Note: Technical preview

The active anti-entropy fullsync strategy, as it pertains to replication, is currently in technical preview mode. This means that it hasn’t been tested at large scale and that there may be issues that Riak must address prior to a general release. Please don’t use this feature on a production system without professional services or customer service engineering support.

Overview

Riak Enterprise Multi-Datacenter (MDC) Replication version 3 (Riak Enterprise version 1.4.0+) can now take advantage of Riak’s active anti-entropy (AAE) subsystem, which was first introduced as a technology preview in Riak 1.3.0.

AAE plus Replication uses existing Riak AAE hash trees stored in LevelDB, so if AAE is already active, there is no additional startup delay for enabling the aae fullsync strategy. AAE can also be enabled for the first time on a cluster, although some custom settings can enhance performance in this case to help AAE trees be built more quickly. See Configuration/AAE Tree Build Optimization.

Requirements:

  • Riak Enterprise version 1.4.0 or later installed on source and sink clusters
  • Riak Enterprise MDC Replication Version 3 enabled on source and sink clusters
  • Both source and sink clusters must be of the same ring size
  • AAE must be enabled on both source and sink clusters
  • fullsync_strategy in the riak_repl section of the advanced.config configuration file must be set to aae on both source and sink clusters
  • AAE trees must have been built on both source and sink clusters. In the event that an AAE tree is not built on both the source and sink, fullsync will default to the keylisting fullsync strategy for that partition.

Configuration

If you are using Riak Enterprise version 2.0, configuration is managed using the advanced.config files on each node. The semantics of the advanced.config file are similar to the formerly used app.config file. For more information and for a list of configurable parameters, see our documentation on Advanced Configuration.

Enable Active Anti-Entropy

To enable active anti-entropy (AAE) in Riak Enterprise, you must enable it in Riak in both source and sink clusters. If it is not enabled, the keylist strategy will be used.

To enable AAE in Riak KV:

anti_entropy = active

By default, it could take a couple of days for the cluster to build all of the necessary hash trees because the default build rate of trees is to build 1 partition per hour, per node. With a ring size of 256 and 5 nodes, that is 2 days.

Changing the rate of tree building can speed up this process, with the caveat that rebuilding a tree takes processing time from the cluster, and this should not be done without assessing the possible impact on get/put latencies for normal cluster operations. For a production cluster, we recommend leaving the default in place.

For a test cluster, the build rate can be changed in riak.conf. If a partition has not had its AAE tree built yet, it will default to using the keylist replication strategy. Instructions on these settings can be found in the section directly below.

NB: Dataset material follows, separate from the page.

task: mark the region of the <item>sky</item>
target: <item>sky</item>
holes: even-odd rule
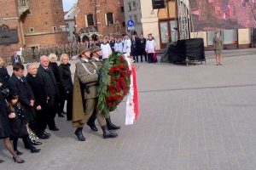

AAE Tree Build Optimization

You can speed up the build rate for AAE-related hash trees by adjusting the anti_entropy.tree.build_limit.* and anti_entropy.concurrency_limit settings.

anti_entropy.tree.build_limit.number = 10
anti_entropy.tree.build_limit.per_timespan = 1h
anti_entropy.concurrency_limit = 10

Enable AAE Fullsync Replication Strategy

Finally, the replication fullsync strategy must be set to use aae on both source and sink clusters. If not, the keylist replication strategy will be used.

To enable AAE w/ Version 3 MDC Replication:

{riak_repl, [
             % ...
             {fullsync_strategy, aae},
             % ...
            ]}